Sunday, February 21, 2016

SQL Server Indexes

When it comes to improving the performance of database queries one of the most important areas to look at is Indexes. Proper indexes can actually lead to queries running hundreds if not thousands of times faster. Despite this, indexes are often neglected by software developers. In this article I will talk about the basics of using indexes with Microsoft SQL Server.

First, let’s talk about what an index is. An index on a database table is actually a lot like the index in the back of a book. If a book didn’t have an index and I needed to find every occurrence of a certain word, I would have to read every page in the book to find them. When the book does have an index, I can quickly scan through the index and find the word I am looking for which will point me to where to find it in the book. Since the index is in alphabetical order, I don’t even need to read the whole thing, I can quickly jump to the page that has the word I am looking for.

When you create an index on a table, the server will store the indexed field or fields in alphabetical/numeric order so that any value in those fields can be rapidly found in the index. Let’s take a look at some queries and how they can be improved with indexes.

I have included a script along with this article that will create a very simple example of a sales order header table and will populate it with some semi-random data. Simply run this script on a test database and it will create a table called SalesOrder and fill it with data.
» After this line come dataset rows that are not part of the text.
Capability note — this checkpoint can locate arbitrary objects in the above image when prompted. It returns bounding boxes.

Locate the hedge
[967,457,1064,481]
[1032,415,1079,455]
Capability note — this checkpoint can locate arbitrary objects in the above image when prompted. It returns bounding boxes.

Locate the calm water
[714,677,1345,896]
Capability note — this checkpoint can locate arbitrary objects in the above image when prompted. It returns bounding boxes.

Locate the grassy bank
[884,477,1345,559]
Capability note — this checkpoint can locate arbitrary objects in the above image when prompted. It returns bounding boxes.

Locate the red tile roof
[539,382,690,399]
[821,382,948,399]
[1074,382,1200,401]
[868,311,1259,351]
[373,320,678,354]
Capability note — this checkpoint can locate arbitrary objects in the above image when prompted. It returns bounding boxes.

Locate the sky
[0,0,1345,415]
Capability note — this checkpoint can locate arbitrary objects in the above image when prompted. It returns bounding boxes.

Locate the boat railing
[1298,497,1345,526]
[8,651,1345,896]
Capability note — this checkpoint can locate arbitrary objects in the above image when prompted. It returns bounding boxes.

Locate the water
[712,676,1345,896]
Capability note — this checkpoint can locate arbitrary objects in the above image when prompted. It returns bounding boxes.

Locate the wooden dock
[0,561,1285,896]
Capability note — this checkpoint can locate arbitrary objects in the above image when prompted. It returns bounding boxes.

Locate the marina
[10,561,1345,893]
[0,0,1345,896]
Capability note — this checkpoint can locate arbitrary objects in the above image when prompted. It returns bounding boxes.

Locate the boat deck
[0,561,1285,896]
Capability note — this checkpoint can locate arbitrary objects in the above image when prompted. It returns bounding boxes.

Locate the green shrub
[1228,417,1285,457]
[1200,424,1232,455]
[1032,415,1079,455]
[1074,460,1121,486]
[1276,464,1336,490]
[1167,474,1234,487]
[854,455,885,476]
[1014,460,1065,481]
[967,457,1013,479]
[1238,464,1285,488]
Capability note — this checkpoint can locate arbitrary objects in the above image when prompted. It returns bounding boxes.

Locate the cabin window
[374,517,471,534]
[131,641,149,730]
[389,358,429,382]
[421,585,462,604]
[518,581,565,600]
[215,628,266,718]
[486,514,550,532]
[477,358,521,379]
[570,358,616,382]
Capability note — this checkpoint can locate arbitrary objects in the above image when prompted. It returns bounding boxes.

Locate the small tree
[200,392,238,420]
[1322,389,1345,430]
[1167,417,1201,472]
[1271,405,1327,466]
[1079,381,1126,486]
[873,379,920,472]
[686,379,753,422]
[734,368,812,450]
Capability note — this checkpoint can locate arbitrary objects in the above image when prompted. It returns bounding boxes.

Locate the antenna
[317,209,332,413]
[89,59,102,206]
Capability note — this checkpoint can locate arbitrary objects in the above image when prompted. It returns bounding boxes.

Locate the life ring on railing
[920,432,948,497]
To analyze the performance of the queries we will use two tools within SQL Server Management Studio. First, before executing each query we will run the command “set statistics io on” which will show how many reads the server does from each table in the query. After the query we will run “set statistics io off” to turn this off. The second tool is the Execution Plan. You turn this on by selecting Include Actual Execution Plan from the Query menu before you run the query. We will talk about how to use these two tools in more detail when we execute our first query.

Let’s start out with this query…

set statistics io on   

select OrderNumber from SalesOrder where orderNumber = '10017'   

set statistics io off   

Run this query, then click on the Messages tab to look at the statistics, you will see something like this:

Table 'SalesOrder'. Scan count 1, logical reads 59, physical reads 0, read-ahead reads 0, lob logical reads 0, lob physical reads 0, lob read-ahead reads 0.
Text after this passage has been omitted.